Figure A1 plots the average imputed wage by 5-year experience bins for finance and nonfinance professionals. The imputation of wages is based on cells defined by education level, gender, 5-year experience bins, occupation, sector, and year. We purge compensation data from their aggregate yearly variation by regressing them on year effects and adding the estimated residuals to the 2010 average wages. This eliminates potential spurious variation in relative wages across sectors arising from differences in sample composition over time.

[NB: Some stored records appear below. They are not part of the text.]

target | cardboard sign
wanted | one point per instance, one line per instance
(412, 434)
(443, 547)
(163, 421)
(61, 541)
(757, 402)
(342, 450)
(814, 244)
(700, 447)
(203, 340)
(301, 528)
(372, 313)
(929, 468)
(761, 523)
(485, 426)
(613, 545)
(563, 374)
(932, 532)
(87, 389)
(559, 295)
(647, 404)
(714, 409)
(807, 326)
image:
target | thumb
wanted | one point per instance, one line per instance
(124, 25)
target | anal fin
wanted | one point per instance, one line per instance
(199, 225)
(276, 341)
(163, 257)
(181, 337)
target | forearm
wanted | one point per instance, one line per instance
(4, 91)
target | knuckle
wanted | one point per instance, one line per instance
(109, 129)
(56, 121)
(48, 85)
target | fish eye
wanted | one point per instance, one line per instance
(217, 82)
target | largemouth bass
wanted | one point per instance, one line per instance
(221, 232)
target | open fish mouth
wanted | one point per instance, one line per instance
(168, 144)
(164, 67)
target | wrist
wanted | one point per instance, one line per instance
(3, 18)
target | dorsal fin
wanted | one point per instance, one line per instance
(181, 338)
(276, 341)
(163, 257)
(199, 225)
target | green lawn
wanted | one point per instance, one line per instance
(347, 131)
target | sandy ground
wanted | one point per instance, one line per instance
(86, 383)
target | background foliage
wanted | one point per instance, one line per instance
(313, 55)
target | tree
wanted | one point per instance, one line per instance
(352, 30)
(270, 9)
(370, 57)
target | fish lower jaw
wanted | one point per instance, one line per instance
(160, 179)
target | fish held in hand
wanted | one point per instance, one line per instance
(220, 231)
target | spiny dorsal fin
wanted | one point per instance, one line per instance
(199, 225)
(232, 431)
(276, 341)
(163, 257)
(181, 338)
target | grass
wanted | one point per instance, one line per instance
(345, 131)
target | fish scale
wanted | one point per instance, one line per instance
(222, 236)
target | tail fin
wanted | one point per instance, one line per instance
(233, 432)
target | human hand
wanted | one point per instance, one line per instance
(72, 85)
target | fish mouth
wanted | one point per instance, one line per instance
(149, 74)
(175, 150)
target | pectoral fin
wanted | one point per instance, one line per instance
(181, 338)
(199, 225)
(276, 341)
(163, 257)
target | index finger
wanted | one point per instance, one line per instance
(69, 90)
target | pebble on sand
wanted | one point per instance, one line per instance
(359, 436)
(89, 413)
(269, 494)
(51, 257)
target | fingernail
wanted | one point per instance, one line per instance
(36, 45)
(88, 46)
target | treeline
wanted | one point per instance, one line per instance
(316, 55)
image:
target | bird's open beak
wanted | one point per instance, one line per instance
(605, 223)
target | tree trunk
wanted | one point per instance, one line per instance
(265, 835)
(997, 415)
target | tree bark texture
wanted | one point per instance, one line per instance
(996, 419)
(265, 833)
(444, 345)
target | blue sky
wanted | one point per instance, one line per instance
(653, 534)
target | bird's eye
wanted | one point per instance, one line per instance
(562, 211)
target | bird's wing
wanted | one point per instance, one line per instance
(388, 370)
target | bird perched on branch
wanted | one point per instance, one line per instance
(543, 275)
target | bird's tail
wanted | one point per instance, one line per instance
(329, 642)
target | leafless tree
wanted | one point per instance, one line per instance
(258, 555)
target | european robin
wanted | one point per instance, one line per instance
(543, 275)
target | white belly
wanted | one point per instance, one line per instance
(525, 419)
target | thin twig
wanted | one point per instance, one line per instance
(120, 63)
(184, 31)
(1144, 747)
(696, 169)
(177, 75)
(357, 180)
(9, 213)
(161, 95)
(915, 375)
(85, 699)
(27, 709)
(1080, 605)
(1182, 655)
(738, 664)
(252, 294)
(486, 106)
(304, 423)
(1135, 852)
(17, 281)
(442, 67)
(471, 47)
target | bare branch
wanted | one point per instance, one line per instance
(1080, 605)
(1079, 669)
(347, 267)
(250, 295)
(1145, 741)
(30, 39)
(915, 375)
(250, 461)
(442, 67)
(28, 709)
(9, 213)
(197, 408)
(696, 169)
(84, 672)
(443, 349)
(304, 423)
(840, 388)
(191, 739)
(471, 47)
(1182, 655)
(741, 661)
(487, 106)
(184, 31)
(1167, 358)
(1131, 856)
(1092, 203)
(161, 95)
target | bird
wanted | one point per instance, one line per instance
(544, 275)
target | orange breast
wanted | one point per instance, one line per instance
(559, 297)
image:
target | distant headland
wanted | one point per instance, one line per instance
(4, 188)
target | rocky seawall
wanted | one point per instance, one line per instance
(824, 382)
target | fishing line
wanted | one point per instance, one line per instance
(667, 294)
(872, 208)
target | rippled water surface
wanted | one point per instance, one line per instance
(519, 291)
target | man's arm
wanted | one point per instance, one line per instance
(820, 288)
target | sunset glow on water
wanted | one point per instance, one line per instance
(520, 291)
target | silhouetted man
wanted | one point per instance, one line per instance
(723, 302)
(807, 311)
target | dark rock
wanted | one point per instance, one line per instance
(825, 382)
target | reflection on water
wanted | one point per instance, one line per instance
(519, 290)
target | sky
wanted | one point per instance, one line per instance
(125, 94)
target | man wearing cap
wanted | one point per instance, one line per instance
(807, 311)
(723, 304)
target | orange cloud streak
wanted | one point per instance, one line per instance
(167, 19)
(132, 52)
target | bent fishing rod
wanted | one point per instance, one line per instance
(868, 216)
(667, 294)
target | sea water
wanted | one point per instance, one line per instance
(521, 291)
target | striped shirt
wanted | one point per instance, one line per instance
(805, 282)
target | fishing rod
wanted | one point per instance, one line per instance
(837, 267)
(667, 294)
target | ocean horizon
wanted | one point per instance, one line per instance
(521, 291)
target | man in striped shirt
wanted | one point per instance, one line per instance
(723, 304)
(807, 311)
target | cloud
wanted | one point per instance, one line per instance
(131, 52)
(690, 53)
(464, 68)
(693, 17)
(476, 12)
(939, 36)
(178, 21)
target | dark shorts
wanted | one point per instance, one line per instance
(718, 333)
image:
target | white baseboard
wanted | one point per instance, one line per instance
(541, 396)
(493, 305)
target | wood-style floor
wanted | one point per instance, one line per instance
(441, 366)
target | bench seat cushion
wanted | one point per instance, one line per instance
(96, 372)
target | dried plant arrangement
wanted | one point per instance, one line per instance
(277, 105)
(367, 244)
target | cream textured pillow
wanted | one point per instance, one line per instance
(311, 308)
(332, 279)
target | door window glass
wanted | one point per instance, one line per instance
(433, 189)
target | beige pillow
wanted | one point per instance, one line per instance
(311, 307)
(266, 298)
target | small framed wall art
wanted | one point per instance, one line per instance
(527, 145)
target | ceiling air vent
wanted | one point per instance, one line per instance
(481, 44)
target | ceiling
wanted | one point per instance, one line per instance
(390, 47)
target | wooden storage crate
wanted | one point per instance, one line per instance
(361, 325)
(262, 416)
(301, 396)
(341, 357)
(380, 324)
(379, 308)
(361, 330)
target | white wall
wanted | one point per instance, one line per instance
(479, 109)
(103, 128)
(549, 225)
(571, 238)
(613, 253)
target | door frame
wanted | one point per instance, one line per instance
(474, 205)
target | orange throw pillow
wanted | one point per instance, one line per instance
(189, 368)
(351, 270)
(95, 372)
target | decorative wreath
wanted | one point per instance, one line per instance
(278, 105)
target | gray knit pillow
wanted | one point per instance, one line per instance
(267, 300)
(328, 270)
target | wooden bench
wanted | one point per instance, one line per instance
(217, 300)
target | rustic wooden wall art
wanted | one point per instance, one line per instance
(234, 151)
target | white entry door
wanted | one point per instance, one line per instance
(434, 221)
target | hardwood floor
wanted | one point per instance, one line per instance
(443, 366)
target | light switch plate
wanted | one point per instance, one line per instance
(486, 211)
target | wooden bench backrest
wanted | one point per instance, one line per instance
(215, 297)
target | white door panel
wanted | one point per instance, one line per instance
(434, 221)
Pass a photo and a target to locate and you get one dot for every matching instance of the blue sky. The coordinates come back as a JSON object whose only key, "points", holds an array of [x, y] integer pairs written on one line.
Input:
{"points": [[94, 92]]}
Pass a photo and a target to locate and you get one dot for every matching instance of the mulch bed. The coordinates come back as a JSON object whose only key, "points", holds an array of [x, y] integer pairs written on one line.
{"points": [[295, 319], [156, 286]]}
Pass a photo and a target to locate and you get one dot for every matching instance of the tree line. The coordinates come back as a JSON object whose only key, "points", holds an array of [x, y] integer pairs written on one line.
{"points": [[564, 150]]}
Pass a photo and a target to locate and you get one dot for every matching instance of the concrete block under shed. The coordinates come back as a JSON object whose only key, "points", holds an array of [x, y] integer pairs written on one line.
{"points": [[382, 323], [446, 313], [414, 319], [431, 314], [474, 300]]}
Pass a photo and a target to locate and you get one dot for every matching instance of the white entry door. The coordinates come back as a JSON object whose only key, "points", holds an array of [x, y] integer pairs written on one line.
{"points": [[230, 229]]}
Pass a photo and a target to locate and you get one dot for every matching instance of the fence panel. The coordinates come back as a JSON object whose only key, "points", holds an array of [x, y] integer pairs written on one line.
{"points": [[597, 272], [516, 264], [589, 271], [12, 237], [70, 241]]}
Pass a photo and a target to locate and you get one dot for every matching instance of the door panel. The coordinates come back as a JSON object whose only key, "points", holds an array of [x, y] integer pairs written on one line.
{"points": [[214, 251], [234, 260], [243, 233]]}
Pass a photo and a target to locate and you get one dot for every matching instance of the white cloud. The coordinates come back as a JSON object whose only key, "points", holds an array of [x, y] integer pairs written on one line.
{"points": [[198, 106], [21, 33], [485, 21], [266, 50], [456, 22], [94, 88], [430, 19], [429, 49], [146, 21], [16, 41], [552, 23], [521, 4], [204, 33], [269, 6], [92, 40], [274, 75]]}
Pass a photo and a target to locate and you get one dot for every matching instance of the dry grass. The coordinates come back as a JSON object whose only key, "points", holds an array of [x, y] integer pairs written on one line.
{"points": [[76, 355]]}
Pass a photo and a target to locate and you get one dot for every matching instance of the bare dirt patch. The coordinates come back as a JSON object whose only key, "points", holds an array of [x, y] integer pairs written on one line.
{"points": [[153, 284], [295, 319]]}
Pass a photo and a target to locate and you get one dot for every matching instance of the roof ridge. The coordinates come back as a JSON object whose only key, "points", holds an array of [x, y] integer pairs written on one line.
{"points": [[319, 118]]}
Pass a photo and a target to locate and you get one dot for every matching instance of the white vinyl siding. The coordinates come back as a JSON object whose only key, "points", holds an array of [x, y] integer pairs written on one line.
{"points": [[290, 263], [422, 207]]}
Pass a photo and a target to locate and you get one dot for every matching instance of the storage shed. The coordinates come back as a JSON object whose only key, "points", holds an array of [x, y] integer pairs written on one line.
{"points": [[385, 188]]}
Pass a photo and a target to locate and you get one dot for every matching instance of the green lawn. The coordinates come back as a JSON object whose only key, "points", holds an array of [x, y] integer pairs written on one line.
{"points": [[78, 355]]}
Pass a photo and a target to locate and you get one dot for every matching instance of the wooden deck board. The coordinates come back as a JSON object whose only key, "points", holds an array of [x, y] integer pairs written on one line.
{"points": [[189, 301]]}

Figure A2 plots the average imputed wage by 5-year experience bins for the different sectors: asset management and investment banking (AM & IB), commercial banking and insurance (CB & IN), high tech (HT), manufacturing (MN), and services (S). The imputation of wages is based on cells defined by education level, gender, 5-year experience bins, occupation, sector, and year. We purge compensation data from their aggregate yearly variation by regressing them on year effects and adding the estimated residuals to the 2010 average wages.

In Figure A3, Marginal effects of career premia, measured by ratios of salaries’ certainty equivalents relative to services, in a multinomial logit model of entry choices of professionals with graduate education (Graph A) and without graduate education (Graph B). Pr(
$ x $
) stands for the probability of choosing sector
$ x $
at labor market entry, with
$ x $
being one of the following sectors: asset management and investment banking (AM&IB), commercial banking and insurance (CB&IN), high tech (HT), and services (S).